After a negative reaction to being located and a local brouhaha about blogging on it, I decided that neither experience changes the task at hand. Actually, I thought the blog entry had a very positive message to be taken from a very negative reaction. In the midst of all this, I got a hit from Dorrien Bayer Hughes about Pat McIlwaine Hafner, who is happily in Bloomingdale NJ and to whom we passed along the website and blog addresses. When I contacted Pat, I received this in return:
Dorrien sent me the link to our yearbook and I spent hours going through it- wow all the memories, all the people that are a part of who I am today, all those lost. I laughed, I remembered, I smiled, I cried. It is a shame-so many good friends that I lost touch with. Thank you for hunting us all down. Life has been a bit of a roller coaster for me but I am definitely at the top of it now and have been for many years. For the past 9 years I have lived in Bloomingdale NJ . Prior to that I lived in Rockaway NJ for 20 years. I have been fortunate to have Dorrien "Bayer" in my life as my best friend for the past 58 years - OMG! I definitely would like to attend our "45th" wow - and will accept the invite on line.

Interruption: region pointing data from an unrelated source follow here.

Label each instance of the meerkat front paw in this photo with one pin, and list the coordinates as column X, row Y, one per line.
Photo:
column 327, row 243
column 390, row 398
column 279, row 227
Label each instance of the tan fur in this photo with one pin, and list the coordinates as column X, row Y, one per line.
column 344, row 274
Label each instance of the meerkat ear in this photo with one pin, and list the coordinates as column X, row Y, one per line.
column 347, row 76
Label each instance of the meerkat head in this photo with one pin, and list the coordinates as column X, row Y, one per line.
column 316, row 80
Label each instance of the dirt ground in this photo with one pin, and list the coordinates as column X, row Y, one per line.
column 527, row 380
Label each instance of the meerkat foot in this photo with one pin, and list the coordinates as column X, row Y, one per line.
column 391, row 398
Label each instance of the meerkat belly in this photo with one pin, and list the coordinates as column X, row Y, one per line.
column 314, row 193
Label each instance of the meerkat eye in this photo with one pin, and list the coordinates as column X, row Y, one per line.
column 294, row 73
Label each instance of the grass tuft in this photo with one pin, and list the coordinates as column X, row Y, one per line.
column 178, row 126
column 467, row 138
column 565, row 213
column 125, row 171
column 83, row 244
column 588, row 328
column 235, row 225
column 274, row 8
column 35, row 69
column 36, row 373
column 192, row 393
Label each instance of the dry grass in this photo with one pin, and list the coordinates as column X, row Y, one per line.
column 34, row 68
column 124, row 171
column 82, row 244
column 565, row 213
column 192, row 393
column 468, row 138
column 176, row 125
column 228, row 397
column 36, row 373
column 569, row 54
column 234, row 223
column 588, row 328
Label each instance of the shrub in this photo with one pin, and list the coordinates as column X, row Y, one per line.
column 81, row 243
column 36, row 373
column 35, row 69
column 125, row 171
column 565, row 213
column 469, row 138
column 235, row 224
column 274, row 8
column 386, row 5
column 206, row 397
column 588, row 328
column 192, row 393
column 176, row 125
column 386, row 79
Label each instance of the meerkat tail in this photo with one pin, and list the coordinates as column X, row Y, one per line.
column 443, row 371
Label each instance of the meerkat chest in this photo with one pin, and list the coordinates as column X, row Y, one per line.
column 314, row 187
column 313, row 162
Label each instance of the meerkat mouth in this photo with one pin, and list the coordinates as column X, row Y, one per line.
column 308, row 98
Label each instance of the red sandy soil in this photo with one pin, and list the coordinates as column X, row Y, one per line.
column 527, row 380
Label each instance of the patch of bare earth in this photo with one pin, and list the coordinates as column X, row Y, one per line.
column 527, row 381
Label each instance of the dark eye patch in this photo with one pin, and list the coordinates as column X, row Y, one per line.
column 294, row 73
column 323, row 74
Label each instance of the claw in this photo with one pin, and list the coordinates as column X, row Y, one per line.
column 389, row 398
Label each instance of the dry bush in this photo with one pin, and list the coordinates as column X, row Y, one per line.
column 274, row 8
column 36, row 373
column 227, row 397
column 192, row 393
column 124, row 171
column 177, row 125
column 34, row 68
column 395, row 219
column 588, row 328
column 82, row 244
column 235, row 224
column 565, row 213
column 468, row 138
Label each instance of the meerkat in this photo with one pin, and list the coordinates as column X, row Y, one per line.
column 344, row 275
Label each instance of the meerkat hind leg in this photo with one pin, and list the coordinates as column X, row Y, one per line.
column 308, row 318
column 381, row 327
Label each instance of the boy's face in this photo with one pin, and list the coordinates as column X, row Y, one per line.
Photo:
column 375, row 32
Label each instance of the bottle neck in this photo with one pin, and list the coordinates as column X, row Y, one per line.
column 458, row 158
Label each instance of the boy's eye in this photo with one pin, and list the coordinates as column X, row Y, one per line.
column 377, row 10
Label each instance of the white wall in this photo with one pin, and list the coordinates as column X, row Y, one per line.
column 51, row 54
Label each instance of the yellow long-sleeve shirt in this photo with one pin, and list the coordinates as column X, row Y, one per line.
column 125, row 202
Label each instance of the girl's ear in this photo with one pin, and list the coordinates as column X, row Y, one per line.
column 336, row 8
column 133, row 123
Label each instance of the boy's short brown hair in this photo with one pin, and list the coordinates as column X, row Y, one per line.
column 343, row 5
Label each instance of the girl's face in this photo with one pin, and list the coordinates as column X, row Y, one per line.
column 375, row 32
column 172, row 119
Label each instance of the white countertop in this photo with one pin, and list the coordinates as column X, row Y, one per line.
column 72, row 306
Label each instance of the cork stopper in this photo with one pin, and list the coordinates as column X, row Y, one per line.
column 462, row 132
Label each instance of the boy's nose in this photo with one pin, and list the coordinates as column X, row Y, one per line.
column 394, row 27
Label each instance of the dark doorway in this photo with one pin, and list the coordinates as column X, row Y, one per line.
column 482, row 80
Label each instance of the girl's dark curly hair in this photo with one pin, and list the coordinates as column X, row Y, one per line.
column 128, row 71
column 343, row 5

Now that's more what I have come to expect. I don't expect thanks (it doesn't hurt to hear it once in a while, of course). The mission is to get people to realize what they are missing by letting themselves get separated from the class, and how much others are missing them because they too have lost touch. It is not just or only about the reunion, although that is the next primary contact point where there will be lots of classmates. It is about the community of people that occupied Wayne Valley between '64 and '67 and the legacy of friendship and accomplishment that they left behind. It is about reconnecting now that the Internet provides such an easy way to do this via email or social network sites like Facebook, or the class website.

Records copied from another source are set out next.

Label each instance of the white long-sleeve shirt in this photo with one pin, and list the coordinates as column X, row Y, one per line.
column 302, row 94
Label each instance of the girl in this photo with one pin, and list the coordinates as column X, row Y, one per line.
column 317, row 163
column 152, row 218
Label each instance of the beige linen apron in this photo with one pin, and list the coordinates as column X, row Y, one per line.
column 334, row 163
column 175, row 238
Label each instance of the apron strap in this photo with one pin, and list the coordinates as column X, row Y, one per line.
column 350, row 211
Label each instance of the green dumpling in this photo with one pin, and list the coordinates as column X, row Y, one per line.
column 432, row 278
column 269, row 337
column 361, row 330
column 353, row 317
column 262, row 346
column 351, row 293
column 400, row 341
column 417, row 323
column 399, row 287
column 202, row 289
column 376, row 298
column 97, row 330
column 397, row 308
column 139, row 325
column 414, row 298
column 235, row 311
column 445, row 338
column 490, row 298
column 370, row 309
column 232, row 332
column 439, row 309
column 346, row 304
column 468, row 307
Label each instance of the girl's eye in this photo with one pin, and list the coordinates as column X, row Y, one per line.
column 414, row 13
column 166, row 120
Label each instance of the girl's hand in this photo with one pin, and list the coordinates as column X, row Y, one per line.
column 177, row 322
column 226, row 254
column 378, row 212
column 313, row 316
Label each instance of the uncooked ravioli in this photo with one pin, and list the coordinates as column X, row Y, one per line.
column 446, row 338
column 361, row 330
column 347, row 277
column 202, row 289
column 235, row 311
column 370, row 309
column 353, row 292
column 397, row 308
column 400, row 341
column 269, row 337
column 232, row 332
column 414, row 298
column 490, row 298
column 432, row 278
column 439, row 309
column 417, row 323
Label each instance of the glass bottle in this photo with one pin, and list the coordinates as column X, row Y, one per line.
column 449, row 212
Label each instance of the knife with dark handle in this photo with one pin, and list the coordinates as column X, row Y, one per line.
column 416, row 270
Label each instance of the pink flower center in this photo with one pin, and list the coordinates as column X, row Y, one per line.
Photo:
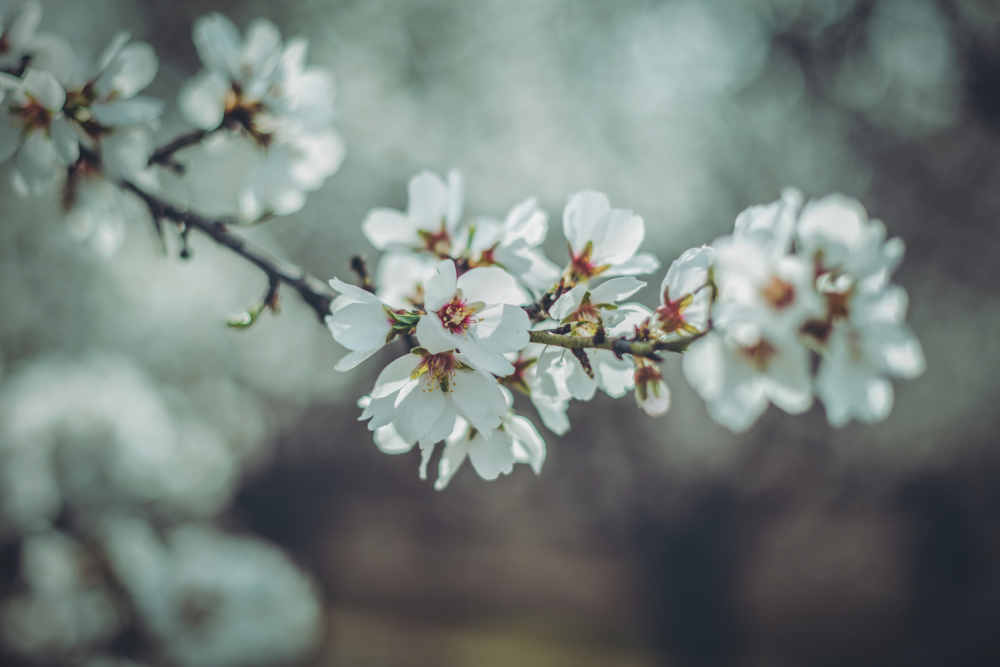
column 438, row 370
column 458, row 315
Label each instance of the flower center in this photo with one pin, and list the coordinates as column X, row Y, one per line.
column 458, row 315
column 438, row 370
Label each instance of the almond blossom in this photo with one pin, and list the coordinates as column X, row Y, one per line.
column 474, row 313
column 862, row 336
column 516, row 440
column 513, row 244
column 263, row 88
column 33, row 125
column 430, row 388
column 430, row 221
column 686, row 295
column 604, row 241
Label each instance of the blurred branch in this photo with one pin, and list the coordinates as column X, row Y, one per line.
column 316, row 293
column 164, row 156
column 619, row 346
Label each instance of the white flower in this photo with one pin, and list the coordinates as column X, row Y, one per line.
column 615, row 377
column 474, row 314
column 604, row 241
column 548, row 394
column 94, row 212
column 739, row 366
column 592, row 308
column 515, row 441
column 430, row 221
column 32, row 120
column 401, row 277
column 685, row 294
column 429, row 389
column 267, row 91
column 862, row 337
column 861, row 351
column 359, row 321
column 514, row 245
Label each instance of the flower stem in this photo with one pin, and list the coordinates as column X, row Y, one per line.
column 316, row 293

I wonder about how much we do know about where folks are. In the case of my wife's class here in Evansville, there was the official record from the school, 44 years out of date. Then a directory put together by the reunion committee at the 20th year, and that was pretty much it. Think of how many times you've moved or changed phone numbers or added an email address in the last 24 years. Even people who I thought we had a handle on are moving around and are busy enough that contacting the class is not the first thing on their priority list. It is like those old cowboy movies where the cowboys are moving along the trail dragging a branch behind them, obliterating the hoof prints they have left behind. I didn't think of it, and I've sure done my share of moving. But then again, my parents are still in Wayne, in the same house for the past 44 years. I doubt we know as much as we think we know.
Even the people I have contacted in the last month or so are on the move. Tim and Chris Henneman are preparing to move to South Carolina from North Carolina to be closer to their kids and grand kids. Art Grahn just moved to Jackson, NJ from Wayne. Again, the nice thing about the Internet and email addresses is that they provide a breadcrumb trail so we can keep in touch. Generally, people keep their email addresses if nothing else. With the increasing use of cell phones and their only phones, people keep their phone numbers too with increasing frequency. It makes it more difficult to locate the numbers, but once you have them, it's great for continuity's sake.
So if you move, make contacting the class reunion committee part of your moving kit. Don't make us have to find you again!